5.1 copies/mL; P ≤ 0.001) for the three-way comparison and higher crude mortality rates (35 and 22%, respectively, vs. 11%; P ≤ 0.001). There were no differences in the median age of patients with KS and those without KS (P = 0.729). In paired analyses, the only difference between participants with prevalent KS and those with incident KS that was statistically significant was the proportion of those with WHO stage IV disease at baseline (P < 0.001; data not shown). Because we found few differences between patients with incident and prevalent selleck screening library KS, for

subsequent analyses we combined all patients with prevalent and incident KS. In the univariate logistic regression analysis (Table 2), KS was associated with male sex [odds ratio (OR) 2.94; 95% CI 1.49–5.77], baseline CD4 cell count ≤ 50 cells/μL (OR 3.64; 95% CI 1.16–11.4) and baseline log viral load (OR 2.54 per log10 increase; 95% CI 1.24–5.18). In the final model, KS was associated with male sex [adjusted OR (AOR) 2.41; 95% CI 1.20–4.86] and baseline CD4 cell count ≤ 50 cells/μL (AOR 3.25; 95% CI 1.03–10.3). Cox proportional hazards models adjusted for baseline CD4 cell count, baseline log viral load, age and sex in the cohort found that KS at baseline or during follow-up was independently associated with death [adjusted hazard ratio (AHR) 2.6; 95% CI 1.3–4.9] (data not shown). Among participants with KS, mortality

see more was associated with visceral disease [hazard ratio (HR) 19.2; 95% CI 2.42–152]. No other factor was significantly associated with mortality in univariate analysis (Table 3).

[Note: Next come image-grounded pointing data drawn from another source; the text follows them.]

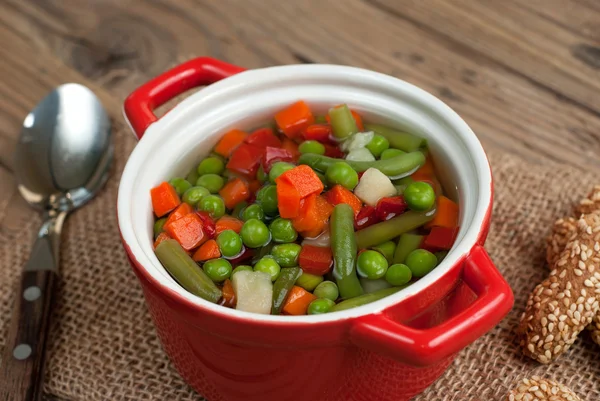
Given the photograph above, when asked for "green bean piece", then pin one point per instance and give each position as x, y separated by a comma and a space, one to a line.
286, 254
394, 167
187, 273
319, 306
406, 244
397, 139
386, 230
309, 281
193, 176
365, 299
389, 153
282, 286
261, 175
342, 122
158, 226
343, 247
387, 249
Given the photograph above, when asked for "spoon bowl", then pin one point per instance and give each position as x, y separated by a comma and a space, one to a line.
62, 160
64, 152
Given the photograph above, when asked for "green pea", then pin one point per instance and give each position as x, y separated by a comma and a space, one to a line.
211, 165
192, 177
180, 184
283, 231
377, 145
327, 289
390, 153
341, 173
312, 147
158, 226
268, 265
318, 306
238, 209
286, 254
419, 196
398, 274
253, 211
229, 243
279, 168
387, 249
261, 175
440, 255
212, 204
309, 281
371, 264
212, 182
267, 198
241, 268
255, 234
217, 269
420, 262
193, 195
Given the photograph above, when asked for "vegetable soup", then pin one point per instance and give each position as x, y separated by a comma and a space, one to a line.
305, 215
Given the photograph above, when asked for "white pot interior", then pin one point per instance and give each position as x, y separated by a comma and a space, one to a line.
176, 143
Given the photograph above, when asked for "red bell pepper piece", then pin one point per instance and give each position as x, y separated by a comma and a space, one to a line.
273, 155
246, 159
440, 238
390, 207
291, 147
208, 224
263, 137
365, 218
315, 260
294, 119
318, 132
333, 151
288, 200
179, 212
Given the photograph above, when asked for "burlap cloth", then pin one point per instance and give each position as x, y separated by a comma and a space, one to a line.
103, 345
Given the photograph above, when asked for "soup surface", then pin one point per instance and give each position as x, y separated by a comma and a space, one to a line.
305, 215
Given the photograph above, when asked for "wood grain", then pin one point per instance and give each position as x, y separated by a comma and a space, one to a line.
524, 74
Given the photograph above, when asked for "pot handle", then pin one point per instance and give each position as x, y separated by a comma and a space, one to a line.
417, 347
140, 104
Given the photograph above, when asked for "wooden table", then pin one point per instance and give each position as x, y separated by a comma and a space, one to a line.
525, 74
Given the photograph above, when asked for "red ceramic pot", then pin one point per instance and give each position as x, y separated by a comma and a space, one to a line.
388, 350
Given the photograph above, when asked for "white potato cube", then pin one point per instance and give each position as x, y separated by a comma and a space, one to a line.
360, 155
253, 291
374, 185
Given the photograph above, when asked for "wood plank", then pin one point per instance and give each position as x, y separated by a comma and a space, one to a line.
508, 110
575, 16
539, 49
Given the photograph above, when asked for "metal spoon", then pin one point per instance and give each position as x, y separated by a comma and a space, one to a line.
62, 160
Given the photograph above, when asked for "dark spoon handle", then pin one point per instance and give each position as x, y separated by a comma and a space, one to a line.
22, 363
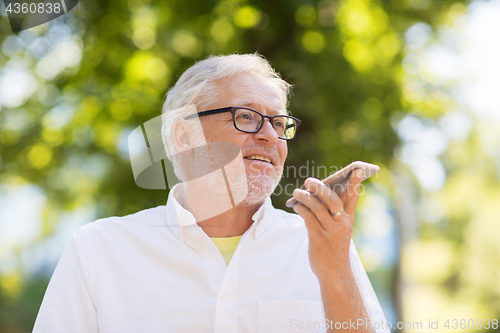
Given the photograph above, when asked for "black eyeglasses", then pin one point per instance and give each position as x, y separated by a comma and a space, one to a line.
250, 121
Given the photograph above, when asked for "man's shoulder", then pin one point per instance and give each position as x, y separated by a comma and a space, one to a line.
135, 221
286, 219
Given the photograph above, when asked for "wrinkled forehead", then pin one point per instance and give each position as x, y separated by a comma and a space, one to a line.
251, 91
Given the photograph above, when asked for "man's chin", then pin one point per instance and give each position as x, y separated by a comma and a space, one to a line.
259, 188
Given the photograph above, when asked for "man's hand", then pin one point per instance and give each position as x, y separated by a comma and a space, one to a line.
329, 220
329, 236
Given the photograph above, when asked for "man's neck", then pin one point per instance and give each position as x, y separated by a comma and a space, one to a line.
228, 221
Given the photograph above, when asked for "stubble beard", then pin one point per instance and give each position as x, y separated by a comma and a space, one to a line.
261, 186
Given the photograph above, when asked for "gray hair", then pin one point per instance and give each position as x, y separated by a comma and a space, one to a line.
196, 88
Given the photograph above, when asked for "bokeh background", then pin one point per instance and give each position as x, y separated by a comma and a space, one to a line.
410, 85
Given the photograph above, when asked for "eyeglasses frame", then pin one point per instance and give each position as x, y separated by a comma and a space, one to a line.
233, 109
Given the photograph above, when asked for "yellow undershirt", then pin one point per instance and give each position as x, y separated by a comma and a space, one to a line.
226, 246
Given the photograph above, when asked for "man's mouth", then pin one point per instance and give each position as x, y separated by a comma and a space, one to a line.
259, 158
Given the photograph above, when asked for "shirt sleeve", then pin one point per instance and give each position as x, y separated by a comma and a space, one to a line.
377, 318
68, 304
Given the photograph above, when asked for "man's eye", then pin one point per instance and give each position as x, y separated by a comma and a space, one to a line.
279, 124
245, 116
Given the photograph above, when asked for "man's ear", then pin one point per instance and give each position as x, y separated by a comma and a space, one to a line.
183, 136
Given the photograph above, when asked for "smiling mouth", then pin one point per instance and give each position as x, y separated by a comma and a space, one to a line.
259, 158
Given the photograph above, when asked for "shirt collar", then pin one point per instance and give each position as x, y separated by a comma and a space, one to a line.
181, 217
262, 218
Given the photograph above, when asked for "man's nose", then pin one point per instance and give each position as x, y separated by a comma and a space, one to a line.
267, 132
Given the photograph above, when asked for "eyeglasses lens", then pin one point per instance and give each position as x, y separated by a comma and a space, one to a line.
250, 121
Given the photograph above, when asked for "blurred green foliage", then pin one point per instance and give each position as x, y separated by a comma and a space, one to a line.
344, 59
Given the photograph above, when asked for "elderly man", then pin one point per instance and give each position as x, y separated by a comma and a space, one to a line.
219, 257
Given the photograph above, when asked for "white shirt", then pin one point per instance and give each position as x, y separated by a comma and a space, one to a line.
158, 271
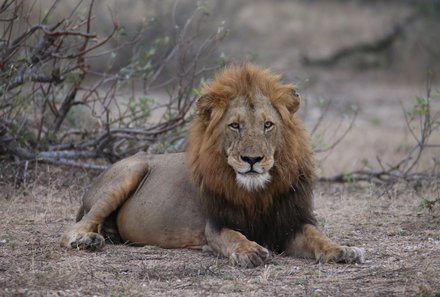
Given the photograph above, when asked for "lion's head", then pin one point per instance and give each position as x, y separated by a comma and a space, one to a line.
245, 138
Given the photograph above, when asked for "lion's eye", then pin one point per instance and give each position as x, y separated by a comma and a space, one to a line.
235, 126
268, 125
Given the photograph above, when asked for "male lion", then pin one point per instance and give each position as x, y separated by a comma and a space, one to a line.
248, 190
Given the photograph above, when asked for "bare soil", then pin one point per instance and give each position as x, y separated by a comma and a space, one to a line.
400, 234
401, 239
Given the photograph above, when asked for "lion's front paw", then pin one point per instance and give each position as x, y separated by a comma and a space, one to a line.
344, 254
249, 255
84, 241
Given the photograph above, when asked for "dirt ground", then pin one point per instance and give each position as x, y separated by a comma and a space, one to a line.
400, 234
401, 239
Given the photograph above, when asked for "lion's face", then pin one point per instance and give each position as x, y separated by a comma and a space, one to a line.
250, 127
245, 138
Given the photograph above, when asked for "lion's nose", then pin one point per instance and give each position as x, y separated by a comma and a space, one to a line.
251, 160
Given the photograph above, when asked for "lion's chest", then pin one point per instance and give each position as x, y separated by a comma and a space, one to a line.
270, 226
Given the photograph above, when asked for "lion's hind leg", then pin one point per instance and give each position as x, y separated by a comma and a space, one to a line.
111, 189
311, 242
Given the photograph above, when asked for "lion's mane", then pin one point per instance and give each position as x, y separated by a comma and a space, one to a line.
269, 216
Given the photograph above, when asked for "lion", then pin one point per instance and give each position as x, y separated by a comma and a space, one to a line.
242, 189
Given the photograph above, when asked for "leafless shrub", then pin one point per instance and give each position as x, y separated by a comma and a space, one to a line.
422, 122
55, 109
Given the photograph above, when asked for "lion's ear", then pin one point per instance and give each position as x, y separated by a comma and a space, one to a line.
204, 107
294, 100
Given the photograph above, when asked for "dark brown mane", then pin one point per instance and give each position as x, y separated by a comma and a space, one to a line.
267, 216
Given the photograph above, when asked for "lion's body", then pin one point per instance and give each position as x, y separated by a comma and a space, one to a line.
246, 186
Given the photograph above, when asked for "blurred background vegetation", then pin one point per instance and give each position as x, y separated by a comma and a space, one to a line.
85, 83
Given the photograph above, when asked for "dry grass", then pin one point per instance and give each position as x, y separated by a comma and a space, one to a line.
401, 240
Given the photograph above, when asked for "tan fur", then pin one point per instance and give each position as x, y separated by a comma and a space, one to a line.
249, 185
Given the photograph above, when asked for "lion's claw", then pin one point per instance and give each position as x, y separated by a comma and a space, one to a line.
252, 255
87, 241
343, 254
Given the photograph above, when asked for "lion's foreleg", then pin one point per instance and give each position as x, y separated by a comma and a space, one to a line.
313, 243
236, 247
106, 195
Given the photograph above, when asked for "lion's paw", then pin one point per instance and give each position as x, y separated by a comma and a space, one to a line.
250, 255
343, 254
84, 241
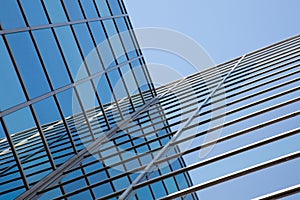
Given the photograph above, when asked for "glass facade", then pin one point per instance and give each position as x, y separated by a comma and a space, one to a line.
80, 118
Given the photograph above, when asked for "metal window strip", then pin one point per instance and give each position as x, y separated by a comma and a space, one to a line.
177, 134
237, 174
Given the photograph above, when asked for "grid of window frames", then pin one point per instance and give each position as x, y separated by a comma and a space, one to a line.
113, 165
70, 71
157, 155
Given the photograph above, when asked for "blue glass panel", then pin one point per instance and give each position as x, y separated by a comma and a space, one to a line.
129, 80
102, 44
103, 8
34, 12
117, 84
87, 95
88, 48
52, 114
126, 38
34, 159
28, 63
158, 189
102, 190
121, 183
140, 75
103, 89
51, 57
69, 103
115, 41
115, 7
55, 11
19, 121
10, 15
2, 134
52, 194
144, 193
71, 52
73, 9
89, 9
86, 195
9, 83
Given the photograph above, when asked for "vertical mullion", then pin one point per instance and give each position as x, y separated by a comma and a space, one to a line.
102, 64
15, 154
109, 43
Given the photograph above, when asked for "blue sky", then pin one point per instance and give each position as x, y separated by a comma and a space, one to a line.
225, 29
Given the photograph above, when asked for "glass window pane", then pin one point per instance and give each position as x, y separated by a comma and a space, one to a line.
73, 9
115, 7
115, 40
103, 8
10, 15
51, 57
55, 11
54, 130
28, 144
9, 83
71, 52
34, 12
28, 63
89, 9
117, 84
88, 48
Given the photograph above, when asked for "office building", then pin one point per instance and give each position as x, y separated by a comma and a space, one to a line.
82, 125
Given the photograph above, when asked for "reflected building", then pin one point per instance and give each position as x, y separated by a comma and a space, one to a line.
81, 119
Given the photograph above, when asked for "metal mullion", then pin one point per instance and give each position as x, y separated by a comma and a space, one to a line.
233, 175
176, 135
88, 183
280, 193
272, 48
133, 37
221, 156
267, 76
127, 57
53, 25
102, 64
238, 119
272, 56
27, 98
15, 155
291, 54
117, 63
54, 176
51, 93
255, 94
270, 53
225, 138
39, 127
55, 98
263, 49
241, 77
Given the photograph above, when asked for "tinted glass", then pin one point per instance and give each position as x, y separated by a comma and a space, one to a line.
28, 63
10, 15
52, 58
9, 83
34, 12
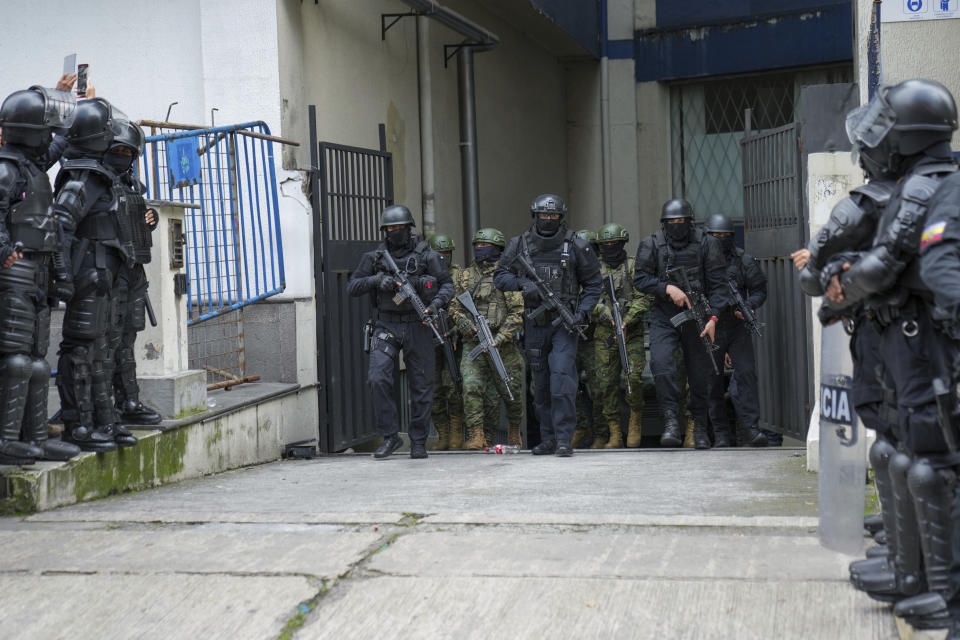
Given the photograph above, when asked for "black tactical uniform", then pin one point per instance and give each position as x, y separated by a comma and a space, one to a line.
399, 327
571, 271
733, 338
130, 289
36, 280
907, 129
701, 257
87, 204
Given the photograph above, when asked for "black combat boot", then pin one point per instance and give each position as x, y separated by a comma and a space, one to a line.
546, 448
672, 433
135, 412
390, 444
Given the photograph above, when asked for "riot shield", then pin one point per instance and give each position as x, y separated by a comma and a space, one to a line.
842, 478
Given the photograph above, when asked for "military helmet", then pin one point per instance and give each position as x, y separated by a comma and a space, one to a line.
29, 117
491, 235
548, 203
441, 242
612, 232
718, 223
905, 118
396, 214
676, 208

Among the 18 patients with incident KS, six (33%) developed KS within 90 days after initiating HAART and the median CD4 count at the time of KS diagnosis among patients with incident KS was 158 cells/μL (IQR 81–257 cells/μL). Of these patients, seven were switched to PI-based regimens, because of presumed treatment failure among patients who received only clinical HAART monitoring. A total of 11 patients Diflunisal (61%) had VL measurements below the limits of assay detection; either < 50 or < 400 copies/mL, depending on the assay in use at the time. KS was an uncommon diagnosis among HIV-infected individuals initiating HAART in rural Uganda, affecting 3.2% of individuals in this study and having an estimated incidence of 0.34 cases per 100 person-years of follow-up. Sixty-four per cent of the patients with KS who remained on NNRTI-based regimens survived and achieved complete regression of their tumours. These results are comparable to those of previous studies conducted in industrialized countries in which PI-based regimens were predominantly used [8, 9], Nevertheless, mortality associated with KS in our study was very high (30% compared with 11% for participants without KS). Our findings are similar to those of a recently reported study from South Africa which found a prevalence of KS of 3.4% among unselected patients in an HIV clinic population and a mortality rate of 25% [12].